# Feature Engineer

This engineers features on the data.

## Installations

In [1]:
! pip install feature-engine



In [42]:
! pip install boruta

Collecting boruta
  Using cached Boruta-0.4.3-py3-none-any.whl.metadata (8.8 kB)
Downloading Boruta-0.4.3-py3-none-any.whl (57 kB)
Installing collected packages: boruta
Successfully installed boruta-0.4.3


In [43]:
import numpy as np
import pandas as pd
import matplotlib
import matplotlib.pyplot as plt
import seaborn as sns
import plotly.express as px

# sklearn imputation libraries
from sklearn.impute import SimpleImputer, KNNImputer
from sklearn.experimental import enable_iterative_imputer
from sklearn.preprocessing import StandardScaler, OneHotEncoder
from sklearn.ensemble import RandomForestRegressor
from sklearn import preprocessing

# apply Boruta method for dimensionality reduction
from boruta import BorutaPy

# Use DataPrep function to remove all rows with missing values
from dataprep.clean import clean_df

# mean data imputer
from feature_engine.imputation import MeanMedianImputer

### Read in data

In [3]:
# Read data from csv
df = pd.read_csv("../data/raw/raw_data.csv", sep=',', engine='python')

In [4]:
# create list of float variables
float_vars = list()        
for x in df.columns:
    if df[x].dtypes == 'float64':
        float_vars.append(x)

# create list of int variables
int_vars = list()        
for x in df.columns:
    if df[x].dtypes == 'int':
        int_vars.append(x)

# create list of string variables
string_vars = list()        
for x in df.columns:
    if df[x].dtypes == 'str':
        string_vars.append(x)

# create list of X variables
X_vars = list()
for col in df.columns:
    if col.startswith('x'):
        X_vars.append(col)
        
print(float_vars)
print(int_vars)
print(string_vars)
print(X_vars)

['x0', 'x1', 'x2', 'x3', 'x4', 'x5', 'x6', 'x7', 'x8', 'x9', 'x10', 'x11', 'x12', 'x13', 'x14', 'x15', 'x16', 'x17', 'x18', 'x19', 'x20', 'x21', 'x22', 'x23', 'x24', 'x25', 'x26', 'x27', 'x28', 'x29', 'x30', 'x31', 'x32', 'x33', 'x34', 'x35', 'x36', 'x37', 'x38', 'x39']
['y']
[]
['x0', 'x1', 'x2', 'x3', 'x4', 'x5', 'x6', 'x7', 'x8', 'x9', 'x10', 'x11', 'x12', 'x13', 'x14', 'x15', 'x16', 'x17', 'x18', 'x19', 'x20', 'x21', 'x22', 'x23', 'x24', 'x25', 'x26', 'x27', 'x28', 'x29', 'x30', 'x31', 'x32', 'x33', 'x34', 'x35', 'x36', 'x37', 'x38', 'x39']

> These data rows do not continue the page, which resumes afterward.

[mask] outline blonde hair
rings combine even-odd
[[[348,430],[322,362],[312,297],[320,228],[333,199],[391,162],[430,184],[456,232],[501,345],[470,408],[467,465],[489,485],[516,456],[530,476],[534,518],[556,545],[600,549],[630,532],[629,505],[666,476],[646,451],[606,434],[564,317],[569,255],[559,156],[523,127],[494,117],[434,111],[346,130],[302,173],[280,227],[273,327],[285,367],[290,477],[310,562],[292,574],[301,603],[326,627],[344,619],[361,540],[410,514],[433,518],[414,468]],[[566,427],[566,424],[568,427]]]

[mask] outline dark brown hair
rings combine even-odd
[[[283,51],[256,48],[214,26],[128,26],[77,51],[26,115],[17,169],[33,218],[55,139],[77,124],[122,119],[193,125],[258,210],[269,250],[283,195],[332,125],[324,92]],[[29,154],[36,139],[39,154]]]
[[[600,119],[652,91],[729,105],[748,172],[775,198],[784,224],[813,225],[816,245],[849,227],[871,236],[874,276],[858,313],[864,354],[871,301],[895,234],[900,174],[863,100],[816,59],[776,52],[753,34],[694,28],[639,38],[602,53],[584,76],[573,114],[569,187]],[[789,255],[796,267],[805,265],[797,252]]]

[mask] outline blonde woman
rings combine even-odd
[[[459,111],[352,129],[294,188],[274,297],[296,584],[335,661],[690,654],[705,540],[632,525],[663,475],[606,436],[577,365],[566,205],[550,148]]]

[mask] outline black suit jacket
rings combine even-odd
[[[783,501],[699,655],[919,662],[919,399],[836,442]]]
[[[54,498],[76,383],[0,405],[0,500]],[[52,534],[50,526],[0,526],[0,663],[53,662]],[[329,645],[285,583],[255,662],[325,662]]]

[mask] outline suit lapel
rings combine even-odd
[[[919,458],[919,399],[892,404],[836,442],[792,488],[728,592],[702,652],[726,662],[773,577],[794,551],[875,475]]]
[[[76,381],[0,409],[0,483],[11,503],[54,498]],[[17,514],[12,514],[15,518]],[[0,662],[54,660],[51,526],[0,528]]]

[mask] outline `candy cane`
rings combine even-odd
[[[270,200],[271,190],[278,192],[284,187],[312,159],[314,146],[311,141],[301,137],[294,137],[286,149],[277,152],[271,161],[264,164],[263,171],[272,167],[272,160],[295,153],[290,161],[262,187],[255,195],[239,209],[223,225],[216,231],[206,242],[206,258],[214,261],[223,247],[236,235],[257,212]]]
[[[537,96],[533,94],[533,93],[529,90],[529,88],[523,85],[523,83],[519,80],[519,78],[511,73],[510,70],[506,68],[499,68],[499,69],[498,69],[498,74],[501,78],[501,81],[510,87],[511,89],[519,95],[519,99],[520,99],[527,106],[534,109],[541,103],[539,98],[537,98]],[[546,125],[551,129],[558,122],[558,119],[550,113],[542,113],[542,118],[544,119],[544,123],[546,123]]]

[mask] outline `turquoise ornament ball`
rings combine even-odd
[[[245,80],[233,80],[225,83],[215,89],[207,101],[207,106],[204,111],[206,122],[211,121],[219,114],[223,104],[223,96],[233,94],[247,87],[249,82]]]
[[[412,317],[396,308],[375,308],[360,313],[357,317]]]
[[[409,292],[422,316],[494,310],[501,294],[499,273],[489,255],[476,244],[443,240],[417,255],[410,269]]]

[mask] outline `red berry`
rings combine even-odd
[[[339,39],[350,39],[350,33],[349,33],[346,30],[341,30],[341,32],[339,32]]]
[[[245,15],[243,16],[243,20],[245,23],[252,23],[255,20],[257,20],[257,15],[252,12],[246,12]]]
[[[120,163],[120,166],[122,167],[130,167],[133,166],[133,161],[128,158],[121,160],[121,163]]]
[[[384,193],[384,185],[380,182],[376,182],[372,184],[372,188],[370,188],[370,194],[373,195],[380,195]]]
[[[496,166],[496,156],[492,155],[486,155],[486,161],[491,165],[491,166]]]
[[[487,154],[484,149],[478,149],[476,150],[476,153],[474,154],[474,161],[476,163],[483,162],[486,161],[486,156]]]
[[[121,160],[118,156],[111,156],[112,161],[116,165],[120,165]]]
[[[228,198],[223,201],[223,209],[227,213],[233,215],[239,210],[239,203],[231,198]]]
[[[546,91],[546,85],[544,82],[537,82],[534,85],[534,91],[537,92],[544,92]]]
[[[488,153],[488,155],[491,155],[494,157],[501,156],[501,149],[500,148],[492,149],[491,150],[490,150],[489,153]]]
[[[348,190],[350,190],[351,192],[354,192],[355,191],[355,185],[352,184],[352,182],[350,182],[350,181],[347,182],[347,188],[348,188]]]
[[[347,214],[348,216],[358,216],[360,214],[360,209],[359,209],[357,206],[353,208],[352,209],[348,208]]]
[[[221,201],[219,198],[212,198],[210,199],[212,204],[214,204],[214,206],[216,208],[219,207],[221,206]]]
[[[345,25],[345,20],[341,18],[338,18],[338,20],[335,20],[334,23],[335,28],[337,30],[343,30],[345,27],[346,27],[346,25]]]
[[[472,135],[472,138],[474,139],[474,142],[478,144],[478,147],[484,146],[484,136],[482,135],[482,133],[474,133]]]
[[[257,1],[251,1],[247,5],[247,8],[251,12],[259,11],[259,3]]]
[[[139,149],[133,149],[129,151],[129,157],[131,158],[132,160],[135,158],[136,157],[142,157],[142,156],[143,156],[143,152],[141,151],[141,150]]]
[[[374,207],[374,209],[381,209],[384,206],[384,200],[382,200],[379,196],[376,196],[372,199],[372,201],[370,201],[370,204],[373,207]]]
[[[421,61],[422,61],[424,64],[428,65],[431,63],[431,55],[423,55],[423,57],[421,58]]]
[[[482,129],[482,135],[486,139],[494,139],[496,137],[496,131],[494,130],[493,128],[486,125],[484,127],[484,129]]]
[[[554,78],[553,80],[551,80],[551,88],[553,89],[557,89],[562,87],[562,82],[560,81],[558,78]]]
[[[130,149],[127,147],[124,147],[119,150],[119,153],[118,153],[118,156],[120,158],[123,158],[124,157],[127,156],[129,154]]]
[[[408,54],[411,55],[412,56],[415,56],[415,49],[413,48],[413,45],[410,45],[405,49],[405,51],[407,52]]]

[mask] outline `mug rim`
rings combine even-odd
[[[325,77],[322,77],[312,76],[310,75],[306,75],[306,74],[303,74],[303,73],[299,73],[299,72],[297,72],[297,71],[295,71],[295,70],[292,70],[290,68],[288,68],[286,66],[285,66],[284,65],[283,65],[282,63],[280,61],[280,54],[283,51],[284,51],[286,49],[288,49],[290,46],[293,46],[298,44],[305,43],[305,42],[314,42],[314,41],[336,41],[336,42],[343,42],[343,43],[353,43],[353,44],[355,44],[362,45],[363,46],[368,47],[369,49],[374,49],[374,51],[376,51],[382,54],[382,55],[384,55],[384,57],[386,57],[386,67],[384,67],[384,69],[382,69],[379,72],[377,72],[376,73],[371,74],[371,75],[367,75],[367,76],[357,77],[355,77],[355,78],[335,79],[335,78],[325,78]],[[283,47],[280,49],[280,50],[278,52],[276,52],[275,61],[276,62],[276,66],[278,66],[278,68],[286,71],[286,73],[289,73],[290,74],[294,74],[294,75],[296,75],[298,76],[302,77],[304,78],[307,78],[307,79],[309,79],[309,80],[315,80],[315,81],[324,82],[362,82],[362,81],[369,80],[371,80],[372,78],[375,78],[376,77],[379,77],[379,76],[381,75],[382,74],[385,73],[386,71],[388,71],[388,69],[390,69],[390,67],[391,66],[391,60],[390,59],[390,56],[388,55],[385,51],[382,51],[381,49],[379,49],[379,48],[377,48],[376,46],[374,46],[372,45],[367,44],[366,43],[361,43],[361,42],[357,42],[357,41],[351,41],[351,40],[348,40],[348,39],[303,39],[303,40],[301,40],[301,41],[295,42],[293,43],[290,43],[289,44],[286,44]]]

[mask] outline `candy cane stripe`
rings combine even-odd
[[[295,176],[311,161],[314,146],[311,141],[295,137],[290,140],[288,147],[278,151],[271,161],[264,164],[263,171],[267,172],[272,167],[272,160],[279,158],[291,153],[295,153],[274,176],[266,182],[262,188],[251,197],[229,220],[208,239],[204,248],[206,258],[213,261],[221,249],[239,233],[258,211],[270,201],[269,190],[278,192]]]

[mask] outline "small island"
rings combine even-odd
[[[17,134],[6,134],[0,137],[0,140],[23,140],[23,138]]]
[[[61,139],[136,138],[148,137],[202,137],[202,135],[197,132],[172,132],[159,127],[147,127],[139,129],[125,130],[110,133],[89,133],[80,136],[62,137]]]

### Remove all rows with missing values

Apply the [Drop Missing Data imputation method](https://feature-engine.trainindata.com/en/latest/user_guide/imputation/DropMissingData.html) from the `feature-engineer` package.

Removing rows with nan values from a dataset is a common practice in data science and machine learning projects.

You are probably familiar with the use of pandas dropna. You basically take a pandas dataframe or a pandas series, apply dropna, and eliminate those rows that contain nan values in one or more columns.

In [25]:
from feature_engine.imputation import DropMissingData

dmd = DropMissingData()
dmd.fit(df)
df_dropna = dmd.transform(df)

In [28]:
df_dropna.to_csv('../data/processed/data_nomissingvalues.csv', index=False)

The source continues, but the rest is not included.